The amino acid sequence conveys valuable information to understand a proteins structure and its functions. In nature, a protein is made up of 20 amino acids; they are Alanine (Ala, A), Arginine (Arg, R), Asparagine (Asn, N), Aspartic acid (Asp, D), Cysteine (Cys, C), Glutamic acid (Glu, E), Glutamine (Gln, Q), Glycine (Gly, G), Histidine (His, H), Isoleucine (Ile, I), Leucine (Leu, L), Lysine (Lys, K), Methionine (Met, M), Phenylalanine (Phe, F), Proline (Pro, P), Serine (Ser, S), Threonine (Thr, T), Tryptophan (Trp, W), Tyrosine (Tyr, Y), Valine (Val, V). Proteins can be hundreds of amino acids long or a few amino acids long, but not every protein uses all 20 amino acids. Due to these possibilities, the combinations of these amino acids are nearly countless to form a protein. DNA is a genetic molecule that contains the genetic code of an organism. The nucleotide bases of DNA are Adenine (A), Cytosine (C), Guanine (G), and Thymine (T). Each genes code combines these nucleotides in a group of three, and every three-nucleotide code specifies which amino acid is needed to make a protein. Hence, a sequence of 300 nucleotides determines a 100 amino acid long protein. The order of the amino acid is vital to proteins because it determines the proteins structure, which identifies the proteins functions.

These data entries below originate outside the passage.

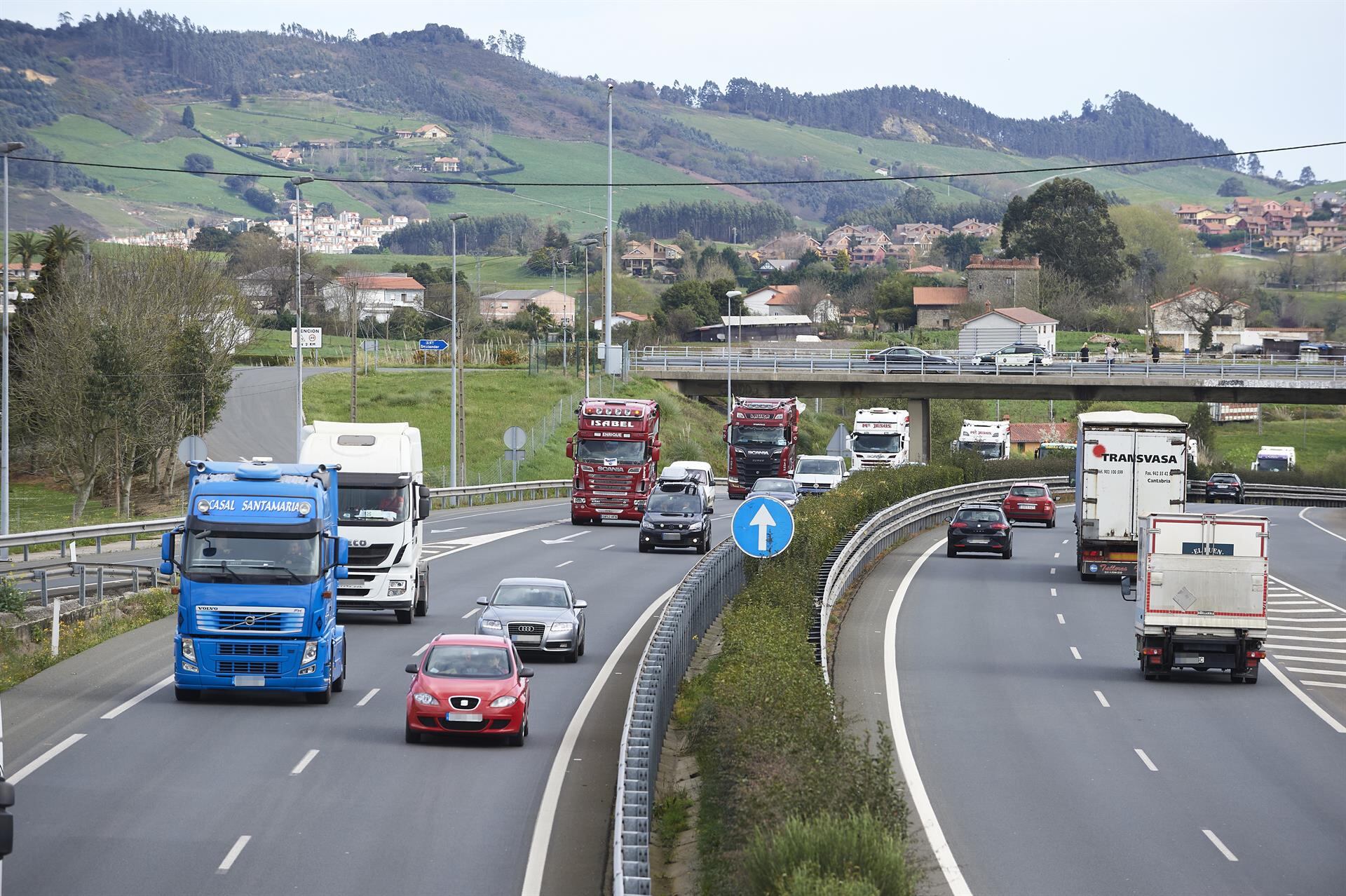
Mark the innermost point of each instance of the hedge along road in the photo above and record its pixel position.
(229, 796)
(1053, 767)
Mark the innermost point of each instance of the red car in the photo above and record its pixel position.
(1030, 502)
(469, 685)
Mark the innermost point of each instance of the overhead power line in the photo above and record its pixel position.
(695, 183)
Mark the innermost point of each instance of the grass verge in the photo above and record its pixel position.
(22, 658)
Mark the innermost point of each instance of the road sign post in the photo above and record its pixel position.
(762, 527)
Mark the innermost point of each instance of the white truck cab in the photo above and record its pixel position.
(383, 499)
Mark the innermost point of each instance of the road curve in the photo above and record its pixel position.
(1053, 767)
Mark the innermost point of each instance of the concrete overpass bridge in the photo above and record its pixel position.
(789, 373)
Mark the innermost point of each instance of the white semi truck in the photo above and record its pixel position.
(1128, 466)
(987, 437)
(383, 501)
(881, 439)
(1201, 595)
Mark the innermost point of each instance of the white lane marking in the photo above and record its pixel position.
(233, 855)
(906, 758)
(1211, 837)
(1317, 527)
(303, 763)
(556, 777)
(1314, 672)
(1293, 688)
(45, 758)
(147, 692)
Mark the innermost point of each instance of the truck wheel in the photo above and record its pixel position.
(423, 591)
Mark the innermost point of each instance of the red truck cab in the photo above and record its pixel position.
(616, 451)
(763, 436)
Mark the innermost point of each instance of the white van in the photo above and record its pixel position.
(696, 470)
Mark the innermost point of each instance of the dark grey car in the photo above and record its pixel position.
(536, 613)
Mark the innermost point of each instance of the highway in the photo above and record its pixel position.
(123, 790)
(1041, 762)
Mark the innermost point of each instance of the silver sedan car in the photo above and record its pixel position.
(536, 613)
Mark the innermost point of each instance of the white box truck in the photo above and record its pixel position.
(1201, 595)
(881, 439)
(1128, 466)
(383, 501)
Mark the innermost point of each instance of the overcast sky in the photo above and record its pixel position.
(1255, 73)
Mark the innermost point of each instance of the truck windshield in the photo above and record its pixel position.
(373, 505)
(878, 443)
(617, 449)
(759, 436)
(988, 449)
(251, 557)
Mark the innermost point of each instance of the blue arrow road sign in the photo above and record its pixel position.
(762, 527)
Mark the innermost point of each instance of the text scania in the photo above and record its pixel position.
(1141, 459)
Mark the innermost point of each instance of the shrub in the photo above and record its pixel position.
(835, 856)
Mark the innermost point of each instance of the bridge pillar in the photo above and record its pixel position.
(920, 412)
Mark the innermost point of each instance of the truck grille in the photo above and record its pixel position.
(247, 650)
(248, 667)
(252, 620)
(369, 555)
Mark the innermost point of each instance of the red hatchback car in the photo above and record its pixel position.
(1030, 502)
(469, 685)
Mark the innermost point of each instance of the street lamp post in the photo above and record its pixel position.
(6, 149)
(298, 181)
(453, 427)
(589, 327)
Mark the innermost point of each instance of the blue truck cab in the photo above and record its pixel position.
(257, 566)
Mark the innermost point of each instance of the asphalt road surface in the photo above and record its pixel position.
(1041, 762)
(229, 796)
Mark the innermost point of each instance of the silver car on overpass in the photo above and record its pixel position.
(538, 615)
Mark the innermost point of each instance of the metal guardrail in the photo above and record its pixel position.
(699, 599)
(62, 537)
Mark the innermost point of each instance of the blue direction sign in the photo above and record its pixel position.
(762, 527)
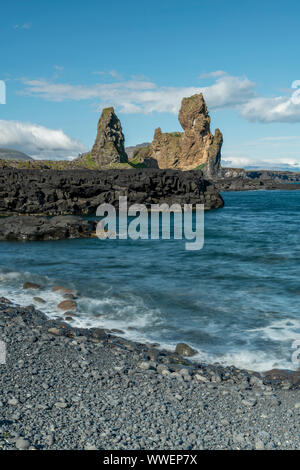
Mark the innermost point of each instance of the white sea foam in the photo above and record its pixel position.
(131, 315)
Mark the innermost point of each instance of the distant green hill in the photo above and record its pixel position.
(9, 154)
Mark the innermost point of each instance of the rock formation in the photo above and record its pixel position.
(196, 147)
(42, 228)
(109, 144)
(77, 192)
(15, 155)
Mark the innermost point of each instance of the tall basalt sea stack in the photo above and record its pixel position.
(109, 144)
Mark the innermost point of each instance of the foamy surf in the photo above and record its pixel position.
(139, 323)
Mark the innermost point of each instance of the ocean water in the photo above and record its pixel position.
(236, 301)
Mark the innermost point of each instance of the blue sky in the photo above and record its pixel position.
(62, 61)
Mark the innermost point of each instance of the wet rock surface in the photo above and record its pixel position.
(68, 388)
(77, 192)
(42, 228)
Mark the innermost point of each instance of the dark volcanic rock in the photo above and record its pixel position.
(41, 228)
(75, 192)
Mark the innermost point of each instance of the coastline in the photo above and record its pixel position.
(73, 388)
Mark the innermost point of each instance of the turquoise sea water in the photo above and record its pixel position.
(236, 300)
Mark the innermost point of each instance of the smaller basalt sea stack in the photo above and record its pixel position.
(78, 192)
(42, 228)
(109, 144)
(195, 148)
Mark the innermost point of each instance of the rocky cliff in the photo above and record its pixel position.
(194, 148)
(109, 144)
(76, 192)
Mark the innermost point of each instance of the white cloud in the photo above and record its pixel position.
(144, 96)
(278, 109)
(38, 141)
(23, 26)
(141, 96)
(274, 152)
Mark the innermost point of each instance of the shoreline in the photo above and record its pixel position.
(70, 388)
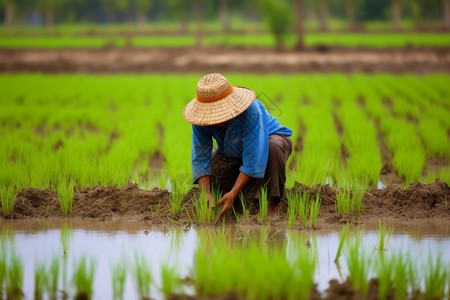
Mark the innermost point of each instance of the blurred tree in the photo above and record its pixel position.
(279, 16)
(323, 15)
(8, 7)
(109, 7)
(352, 7)
(446, 13)
(198, 11)
(396, 14)
(143, 7)
(122, 6)
(299, 24)
(180, 9)
(47, 9)
(223, 15)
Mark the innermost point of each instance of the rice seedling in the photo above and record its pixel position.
(65, 194)
(384, 272)
(292, 208)
(245, 210)
(263, 205)
(384, 237)
(435, 277)
(119, 275)
(303, 208)
(40, 281)
(358, 265)
(142, 276)
(3, 268)
(83, 278)
(14, 278)
(350, 200)
(176, 198)
(8, 198)
(203, 212)
(53, 278)
(343, 235)
(314, 210)
(400, 275)
(170, 280)
(66, 233)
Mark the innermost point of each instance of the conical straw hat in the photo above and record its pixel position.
(217, 101)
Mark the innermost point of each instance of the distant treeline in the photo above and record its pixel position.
(49, 12)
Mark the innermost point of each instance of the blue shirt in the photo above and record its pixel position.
(245, 136)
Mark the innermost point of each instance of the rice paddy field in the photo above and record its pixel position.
(97, 200)
(351, 40)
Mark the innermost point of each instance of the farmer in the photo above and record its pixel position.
(252, 146)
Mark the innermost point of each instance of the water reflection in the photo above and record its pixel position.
(170, 254)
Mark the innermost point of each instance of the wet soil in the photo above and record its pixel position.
(418, 201)
(226, 59)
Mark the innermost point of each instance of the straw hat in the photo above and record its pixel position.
(217, 101)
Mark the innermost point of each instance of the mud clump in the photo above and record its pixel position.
(112, 202)
(417, 201)
(99, 202)
(36, 203)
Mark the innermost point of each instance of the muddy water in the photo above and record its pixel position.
(108, 243)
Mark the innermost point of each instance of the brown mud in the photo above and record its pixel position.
(226, 59)
(418, 201)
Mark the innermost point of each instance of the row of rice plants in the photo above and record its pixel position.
(265, 40)
(56, 137)
(217, 266)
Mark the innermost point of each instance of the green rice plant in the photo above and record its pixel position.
(303, 208)
(358, 263)
(66, 233)
(171, 283)
(176, 198)
(40, 281)
(435, 277)
(65, 194)
(142, 275)
(203, 212)
(293, 200)
(263, 205)
(14, 278)
(435, 137)
(348, 201)
(83, 278)
(384, 237)
(414, 275)
(53, 278)
(118, 276)
(343, 235)
(245, 210)
(3, 268)
(400, 275)
(384, 272)
(314, 210)
(8, 197)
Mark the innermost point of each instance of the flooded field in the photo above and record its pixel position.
(106, 244)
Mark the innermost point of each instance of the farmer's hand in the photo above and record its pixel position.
(227, 203)
(210, 199)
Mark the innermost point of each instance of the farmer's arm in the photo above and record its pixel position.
(201, 158)
(254, 157)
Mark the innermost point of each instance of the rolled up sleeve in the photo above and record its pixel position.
(201, 152)
(255, 144)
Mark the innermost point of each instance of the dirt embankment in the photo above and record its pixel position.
(223, 59)
(418, 201)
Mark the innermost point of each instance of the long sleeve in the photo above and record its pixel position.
(201, 151)
(255, 143)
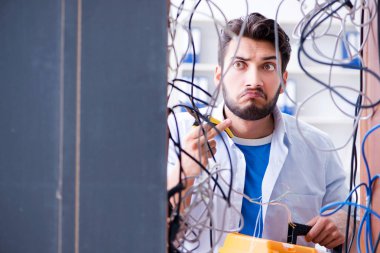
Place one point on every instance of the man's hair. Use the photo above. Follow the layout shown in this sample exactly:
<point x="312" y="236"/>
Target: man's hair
<point x="259" y="28"/>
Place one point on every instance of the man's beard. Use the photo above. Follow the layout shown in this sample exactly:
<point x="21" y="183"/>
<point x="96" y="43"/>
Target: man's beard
<point x="252" y="111"/>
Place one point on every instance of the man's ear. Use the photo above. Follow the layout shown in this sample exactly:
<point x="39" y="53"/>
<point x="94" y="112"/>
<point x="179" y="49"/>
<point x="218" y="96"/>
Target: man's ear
<point x="284" y="80"/>
<point x="217" y="75"/>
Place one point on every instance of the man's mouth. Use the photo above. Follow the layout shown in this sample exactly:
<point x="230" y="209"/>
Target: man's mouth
<point x="253" y="94"/>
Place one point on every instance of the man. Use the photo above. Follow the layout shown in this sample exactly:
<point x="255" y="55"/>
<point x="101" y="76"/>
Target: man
<point x="266" y="158"/>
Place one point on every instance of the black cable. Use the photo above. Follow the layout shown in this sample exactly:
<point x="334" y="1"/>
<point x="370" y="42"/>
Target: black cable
<point x="303" y="38"/>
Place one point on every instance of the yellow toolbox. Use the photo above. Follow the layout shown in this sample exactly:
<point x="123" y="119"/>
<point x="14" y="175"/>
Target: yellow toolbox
<point x="239" y="243"/>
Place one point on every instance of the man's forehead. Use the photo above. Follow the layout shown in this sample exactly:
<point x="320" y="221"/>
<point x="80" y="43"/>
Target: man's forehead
<point x="249" y="48"/>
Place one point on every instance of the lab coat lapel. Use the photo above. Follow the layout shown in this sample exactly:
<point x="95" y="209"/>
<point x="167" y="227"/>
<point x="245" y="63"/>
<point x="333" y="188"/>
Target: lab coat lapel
<point x="277" y="157"/>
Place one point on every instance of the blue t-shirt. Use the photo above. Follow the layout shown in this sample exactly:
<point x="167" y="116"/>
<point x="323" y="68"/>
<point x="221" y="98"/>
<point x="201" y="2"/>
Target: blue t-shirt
<point x="256" y="153"/>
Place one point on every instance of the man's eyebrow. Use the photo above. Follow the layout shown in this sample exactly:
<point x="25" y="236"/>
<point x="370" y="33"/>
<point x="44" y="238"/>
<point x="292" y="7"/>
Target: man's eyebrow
<point x="240" y="58"/>
<point x="266" y="58"/>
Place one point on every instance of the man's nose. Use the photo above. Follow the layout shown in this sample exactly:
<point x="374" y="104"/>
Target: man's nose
<point x="253" y="78"/>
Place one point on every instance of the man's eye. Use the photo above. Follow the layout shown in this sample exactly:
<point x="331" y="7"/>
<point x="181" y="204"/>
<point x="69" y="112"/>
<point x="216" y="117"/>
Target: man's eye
<point x="238" y="65"/>
<point x="269" y="67"/>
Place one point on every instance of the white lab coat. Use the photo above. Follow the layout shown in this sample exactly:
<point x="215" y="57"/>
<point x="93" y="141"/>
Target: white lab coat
<point x="310" y="177"/>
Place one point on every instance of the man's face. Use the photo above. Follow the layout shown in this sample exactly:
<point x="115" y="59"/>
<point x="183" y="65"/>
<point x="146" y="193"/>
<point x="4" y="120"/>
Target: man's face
<point x="251" y="86"/>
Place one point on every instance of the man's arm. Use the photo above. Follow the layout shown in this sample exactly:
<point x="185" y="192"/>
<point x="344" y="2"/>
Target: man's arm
<point x="199" y="145"/>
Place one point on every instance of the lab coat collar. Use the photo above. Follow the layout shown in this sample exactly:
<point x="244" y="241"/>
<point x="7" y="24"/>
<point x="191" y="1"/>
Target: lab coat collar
<point x="279" y="150"/>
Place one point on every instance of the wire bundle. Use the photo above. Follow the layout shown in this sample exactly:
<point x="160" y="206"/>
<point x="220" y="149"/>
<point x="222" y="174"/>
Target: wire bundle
<point x="318" y="23"/>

The Nucleotide database is a collection of sequences from multiple resources, such as GenBank, TPA, and RefSeq. For example, GenBank[1] contains 16.1 trillion nucleotide bases in more than 2 billion sequences in November 2021. The Protein Data Bank (PDB) is a database built for storing the 3D structure of biological molecules, such as protein. By 2021, there are over 160K protein structures have been deposited into the RCSB[2]. Comparing the number of protein sequences in GenBank to the whole deposited structure in the RCSB protein data bank, the protein sequence is 1250 times more than the protein structure. After detecting a new protein sequence, the biggest challenges in finding protein structures from experiments are cost and time, it usually costs around $100,000 to determine a new structure. To predict a protein structure with a lower cost from the protein sequences becomes very important. In our project, we will apply machine learning algorithms to predict the secondary structure of the protein from the protein sequences.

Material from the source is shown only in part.